>What you two object to -- the idea that the US government has
>already resorted to do in Iraq what the state of Israel has been
>doing -- is not so much Brad's own take as the headline and main
>argument of the top front-page article in the _New York Times_ today.
No. I read the Times piece and thought it was quite good. The Israeli parallels are all over the article. What I objected to in Brad's subject heading was the use of the word "disease," which sounds too much like classic slurs against Jews being a foreign body, an infectious agent, and also that it located the source of the problem in Israel and not in U.S. imperialism (rather like that creepy Counterpunch collection on anti-Semitism, which dismisses the idea that Israel serves U.S. imperial interests in favor of the notion that the Jewish lobby has hijacked U.S. policy for its own ends).
There are quotes like this in the story too:
>"You have to understand the Arab mind," Capt. Todd Brown, a company
>commander with the Fourth Infantry Division, said as he stood
>outside the gates of Abu Hishma. "The only thing they understand is
>force - force, pride and saving face."
>The next day, an American jet dropped a 500-bomb on the house that
>had been used to attack them. The Americans arrested eight sheiks,
>the mayor, the police chief and most members of the city council.

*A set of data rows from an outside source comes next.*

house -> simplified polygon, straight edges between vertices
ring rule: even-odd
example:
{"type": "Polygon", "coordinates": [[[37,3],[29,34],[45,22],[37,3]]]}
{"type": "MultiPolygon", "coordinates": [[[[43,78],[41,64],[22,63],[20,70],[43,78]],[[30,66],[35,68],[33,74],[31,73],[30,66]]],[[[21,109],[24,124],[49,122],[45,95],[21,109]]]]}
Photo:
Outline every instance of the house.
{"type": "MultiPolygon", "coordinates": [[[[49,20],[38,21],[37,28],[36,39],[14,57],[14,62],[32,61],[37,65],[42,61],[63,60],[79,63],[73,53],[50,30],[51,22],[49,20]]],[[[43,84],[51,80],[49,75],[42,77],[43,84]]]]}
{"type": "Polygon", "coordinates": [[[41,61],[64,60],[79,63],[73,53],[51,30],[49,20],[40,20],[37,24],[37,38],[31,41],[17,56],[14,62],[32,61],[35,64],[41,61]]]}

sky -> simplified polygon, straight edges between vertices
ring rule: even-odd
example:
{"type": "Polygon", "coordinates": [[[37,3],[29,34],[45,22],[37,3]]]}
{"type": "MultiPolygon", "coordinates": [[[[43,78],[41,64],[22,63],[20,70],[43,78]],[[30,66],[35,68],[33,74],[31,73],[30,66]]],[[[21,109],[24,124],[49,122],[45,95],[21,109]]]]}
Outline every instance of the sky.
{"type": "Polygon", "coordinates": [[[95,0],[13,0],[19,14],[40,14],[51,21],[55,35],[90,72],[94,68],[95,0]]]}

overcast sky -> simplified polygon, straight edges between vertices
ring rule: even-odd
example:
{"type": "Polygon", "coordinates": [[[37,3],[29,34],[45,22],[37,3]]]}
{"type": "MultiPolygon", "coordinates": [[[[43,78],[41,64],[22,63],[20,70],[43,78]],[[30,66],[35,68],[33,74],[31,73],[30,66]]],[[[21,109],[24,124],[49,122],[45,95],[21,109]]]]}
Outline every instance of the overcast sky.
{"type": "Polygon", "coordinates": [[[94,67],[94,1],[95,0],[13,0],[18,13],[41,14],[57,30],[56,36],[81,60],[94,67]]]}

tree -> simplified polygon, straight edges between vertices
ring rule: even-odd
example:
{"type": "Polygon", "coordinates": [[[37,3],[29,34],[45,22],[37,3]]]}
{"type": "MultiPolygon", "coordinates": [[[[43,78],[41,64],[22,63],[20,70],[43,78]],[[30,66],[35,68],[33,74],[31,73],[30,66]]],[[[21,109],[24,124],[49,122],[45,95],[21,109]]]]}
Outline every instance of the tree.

>"We really hammered the place," Maj. Darron Wright said.
>
>Two and a half weeks later, the town of Abu Hishma is enclosed in a
>barbed-wire fence that stretches for five miles. Men ages 18 to 65
>have been ordered to get identification cards. There is only way
>into the town and one way out.
>
>"This fence is here for your protection," reads the sign posted in
>front of the barbed-wire fence. "Do not approach or try to cross, or
>you will be shot."
>
>American forces have used the tactic in other cities, including
>Awja, the birthplace of Saddam Hussein. American forces also sealed
>off three towns in western Iraq for several days.
>
>"With a heavy dose of fear and violence, and a lot of money for
>projects, I think we can convince these people that we are here to
>help them," Colonel Sassaman said.
"The Arab mind," "we really hammered the place," "the fence is here for your protection," "a heavy dose of fear and violence," and "we are here to help them" all evoke very American ideas of applying overwhelming power under the cover of charitable operations. A phrase like "the Israeli disease" obscures that.